One and a half years later, November 1908, Vauxcelles, in his brief review of Georges Braque's exhibition at Kahnweiler's gallery, called Braque a daring man who despises form, "reducing everything, places and a figures and houses, to geometric schemas, to cubes.

 This move towards a more geometrized form of Divisionism was critical in Metzinger’s evolution as an artist. His adherence to a mathematical division of space and form allowed for the flattening of depth perception—a key characteristic that would later be embraced by the Cubists. By 1905-06, Metzinger’s paintings, such as Two Nudes in an Exotic Landscape, already showed the clear influence of Georges Seurat’s geometric and linear structures, which would soon be taken up by the avant-garde, notably in the works of the Salon Cubists, but also in those of Picasso and Braque. The fusion of Seurat’s spatial divisions and Metzinger’s own vibrant, modular use of color and form created a new vocabulary, culminating in works such as La danse (Bacchante), that set the stage for the development of Cubist abstraction.
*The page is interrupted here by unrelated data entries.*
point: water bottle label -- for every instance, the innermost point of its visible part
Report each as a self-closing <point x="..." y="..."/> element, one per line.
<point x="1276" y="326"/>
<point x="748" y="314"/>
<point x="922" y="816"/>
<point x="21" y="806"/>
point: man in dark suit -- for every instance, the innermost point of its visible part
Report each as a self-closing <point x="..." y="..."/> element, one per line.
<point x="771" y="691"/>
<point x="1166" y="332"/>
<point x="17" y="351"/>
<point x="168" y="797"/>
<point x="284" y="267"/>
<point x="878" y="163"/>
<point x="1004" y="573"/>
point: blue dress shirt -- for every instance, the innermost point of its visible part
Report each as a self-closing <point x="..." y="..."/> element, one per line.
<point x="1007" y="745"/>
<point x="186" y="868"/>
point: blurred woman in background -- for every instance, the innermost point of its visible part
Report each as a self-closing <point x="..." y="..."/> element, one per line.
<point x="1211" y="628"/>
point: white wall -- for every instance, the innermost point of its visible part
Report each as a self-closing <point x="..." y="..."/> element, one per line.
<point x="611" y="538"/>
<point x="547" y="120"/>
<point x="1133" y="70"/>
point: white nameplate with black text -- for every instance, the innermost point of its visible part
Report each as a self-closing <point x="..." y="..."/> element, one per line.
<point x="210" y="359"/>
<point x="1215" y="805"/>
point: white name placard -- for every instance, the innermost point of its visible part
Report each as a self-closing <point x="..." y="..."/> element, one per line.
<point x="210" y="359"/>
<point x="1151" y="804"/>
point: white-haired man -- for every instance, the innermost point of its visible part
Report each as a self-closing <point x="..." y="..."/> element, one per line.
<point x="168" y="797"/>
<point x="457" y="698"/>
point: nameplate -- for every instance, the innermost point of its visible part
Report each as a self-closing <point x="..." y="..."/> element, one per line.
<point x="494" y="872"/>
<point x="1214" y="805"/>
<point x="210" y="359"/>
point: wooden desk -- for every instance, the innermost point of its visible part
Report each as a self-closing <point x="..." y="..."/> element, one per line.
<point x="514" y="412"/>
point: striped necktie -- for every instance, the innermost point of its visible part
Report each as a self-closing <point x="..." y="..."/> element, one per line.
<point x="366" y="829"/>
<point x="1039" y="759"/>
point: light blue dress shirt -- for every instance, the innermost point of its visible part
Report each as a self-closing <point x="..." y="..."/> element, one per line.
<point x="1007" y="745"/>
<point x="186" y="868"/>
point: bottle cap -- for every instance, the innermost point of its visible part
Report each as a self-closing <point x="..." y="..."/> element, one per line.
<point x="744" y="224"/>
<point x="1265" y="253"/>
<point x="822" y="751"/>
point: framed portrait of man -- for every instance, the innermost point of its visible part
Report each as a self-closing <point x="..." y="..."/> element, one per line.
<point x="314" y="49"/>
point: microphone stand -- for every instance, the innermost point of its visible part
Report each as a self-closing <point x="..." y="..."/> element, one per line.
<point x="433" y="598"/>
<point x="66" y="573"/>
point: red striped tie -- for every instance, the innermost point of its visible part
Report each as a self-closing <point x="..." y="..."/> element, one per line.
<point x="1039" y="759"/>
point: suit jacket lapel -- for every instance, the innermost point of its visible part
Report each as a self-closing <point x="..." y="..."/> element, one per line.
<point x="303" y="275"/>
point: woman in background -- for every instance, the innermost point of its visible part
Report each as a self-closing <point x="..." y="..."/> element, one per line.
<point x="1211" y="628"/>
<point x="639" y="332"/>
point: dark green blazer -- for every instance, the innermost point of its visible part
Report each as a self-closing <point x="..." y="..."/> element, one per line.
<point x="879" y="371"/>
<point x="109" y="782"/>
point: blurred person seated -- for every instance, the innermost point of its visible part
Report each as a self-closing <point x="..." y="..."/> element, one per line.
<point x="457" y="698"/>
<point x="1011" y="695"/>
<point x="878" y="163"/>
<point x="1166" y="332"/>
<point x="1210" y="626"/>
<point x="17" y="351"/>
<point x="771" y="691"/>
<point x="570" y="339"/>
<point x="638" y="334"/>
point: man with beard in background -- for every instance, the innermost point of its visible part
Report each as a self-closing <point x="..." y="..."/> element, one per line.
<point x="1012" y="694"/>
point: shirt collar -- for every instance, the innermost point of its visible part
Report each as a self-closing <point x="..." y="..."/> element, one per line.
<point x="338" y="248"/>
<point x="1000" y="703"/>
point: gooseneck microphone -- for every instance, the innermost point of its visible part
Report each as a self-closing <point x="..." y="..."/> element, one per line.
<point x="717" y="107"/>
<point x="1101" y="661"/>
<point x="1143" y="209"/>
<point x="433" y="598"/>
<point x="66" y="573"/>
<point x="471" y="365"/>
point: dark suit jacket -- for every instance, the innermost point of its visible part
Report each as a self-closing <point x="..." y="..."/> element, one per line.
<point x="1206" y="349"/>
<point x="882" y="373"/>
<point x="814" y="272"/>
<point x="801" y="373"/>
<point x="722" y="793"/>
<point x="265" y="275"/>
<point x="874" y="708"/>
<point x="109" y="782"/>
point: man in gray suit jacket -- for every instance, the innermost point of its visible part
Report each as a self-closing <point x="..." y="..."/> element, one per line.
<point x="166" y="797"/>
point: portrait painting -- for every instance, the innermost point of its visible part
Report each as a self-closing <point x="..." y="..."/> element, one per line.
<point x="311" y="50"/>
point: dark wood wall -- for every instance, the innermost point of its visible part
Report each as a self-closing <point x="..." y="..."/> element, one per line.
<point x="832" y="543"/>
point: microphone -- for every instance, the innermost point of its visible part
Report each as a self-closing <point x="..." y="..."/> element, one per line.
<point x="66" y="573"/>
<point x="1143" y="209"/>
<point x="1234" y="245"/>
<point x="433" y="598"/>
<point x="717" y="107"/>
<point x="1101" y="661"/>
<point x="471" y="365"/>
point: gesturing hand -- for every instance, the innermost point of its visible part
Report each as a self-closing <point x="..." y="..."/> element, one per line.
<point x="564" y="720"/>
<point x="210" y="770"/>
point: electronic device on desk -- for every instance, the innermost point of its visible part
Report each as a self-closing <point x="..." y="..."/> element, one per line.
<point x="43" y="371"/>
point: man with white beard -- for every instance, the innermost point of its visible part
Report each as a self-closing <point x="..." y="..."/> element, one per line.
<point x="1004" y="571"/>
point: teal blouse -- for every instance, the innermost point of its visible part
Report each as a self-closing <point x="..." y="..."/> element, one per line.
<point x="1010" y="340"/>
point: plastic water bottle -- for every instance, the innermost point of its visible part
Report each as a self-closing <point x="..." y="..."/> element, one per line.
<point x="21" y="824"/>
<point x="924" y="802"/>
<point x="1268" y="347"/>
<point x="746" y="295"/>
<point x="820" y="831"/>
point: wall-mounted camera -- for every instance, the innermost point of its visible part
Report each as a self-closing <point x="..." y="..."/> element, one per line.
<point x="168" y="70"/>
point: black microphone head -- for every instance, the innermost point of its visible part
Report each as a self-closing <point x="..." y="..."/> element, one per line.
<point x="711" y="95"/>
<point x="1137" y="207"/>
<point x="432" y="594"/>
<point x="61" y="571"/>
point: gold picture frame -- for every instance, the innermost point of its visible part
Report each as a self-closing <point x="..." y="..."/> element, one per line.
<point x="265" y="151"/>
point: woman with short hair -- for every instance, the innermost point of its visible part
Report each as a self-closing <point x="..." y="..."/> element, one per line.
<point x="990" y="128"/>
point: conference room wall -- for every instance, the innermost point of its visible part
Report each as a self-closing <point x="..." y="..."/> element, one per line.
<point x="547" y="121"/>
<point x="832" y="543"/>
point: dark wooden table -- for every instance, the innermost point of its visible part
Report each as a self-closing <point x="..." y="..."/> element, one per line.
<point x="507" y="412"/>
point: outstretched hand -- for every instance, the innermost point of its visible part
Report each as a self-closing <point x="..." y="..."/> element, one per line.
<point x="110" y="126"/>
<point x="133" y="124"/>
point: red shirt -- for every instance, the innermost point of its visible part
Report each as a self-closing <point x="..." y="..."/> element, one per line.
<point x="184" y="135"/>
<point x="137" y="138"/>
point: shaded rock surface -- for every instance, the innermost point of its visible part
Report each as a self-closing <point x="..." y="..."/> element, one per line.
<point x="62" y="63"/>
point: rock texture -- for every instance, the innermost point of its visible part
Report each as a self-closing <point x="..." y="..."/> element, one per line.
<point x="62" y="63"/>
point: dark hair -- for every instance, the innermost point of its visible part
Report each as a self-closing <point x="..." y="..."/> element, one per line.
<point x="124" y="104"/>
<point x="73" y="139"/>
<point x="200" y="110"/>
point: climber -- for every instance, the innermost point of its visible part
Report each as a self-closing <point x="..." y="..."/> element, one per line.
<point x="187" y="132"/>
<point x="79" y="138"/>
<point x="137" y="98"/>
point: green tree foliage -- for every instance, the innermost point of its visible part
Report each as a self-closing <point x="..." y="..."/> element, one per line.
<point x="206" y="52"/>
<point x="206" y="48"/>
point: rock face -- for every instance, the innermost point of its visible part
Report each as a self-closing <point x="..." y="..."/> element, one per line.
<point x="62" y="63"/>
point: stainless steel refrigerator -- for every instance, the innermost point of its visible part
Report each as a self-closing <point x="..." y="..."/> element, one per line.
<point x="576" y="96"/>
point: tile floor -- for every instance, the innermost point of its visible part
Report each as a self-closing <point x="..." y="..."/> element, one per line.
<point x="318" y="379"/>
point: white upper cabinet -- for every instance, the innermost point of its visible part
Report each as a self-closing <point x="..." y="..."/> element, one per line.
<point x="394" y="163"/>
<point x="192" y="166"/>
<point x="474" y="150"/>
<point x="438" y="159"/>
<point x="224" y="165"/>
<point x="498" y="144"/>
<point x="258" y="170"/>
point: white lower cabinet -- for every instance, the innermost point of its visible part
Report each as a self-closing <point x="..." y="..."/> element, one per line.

Despite exhibiting with the Fauves, Metzinger’s approach to color and form remained distinct from theirs. His integration of geometry and an underlying structural approach made his work stand out as a bridge between the spontaneous color exploration of Fauvism and the more systematic, highly geometrized structures of Cubism. While Fauvism lacked a cohesive theoretical framework, focusing more on emotional expression through color, Metzinger’s work was driven by a clear philosophical and mathematical ambition that would soon evolve into a key component of early Cubism.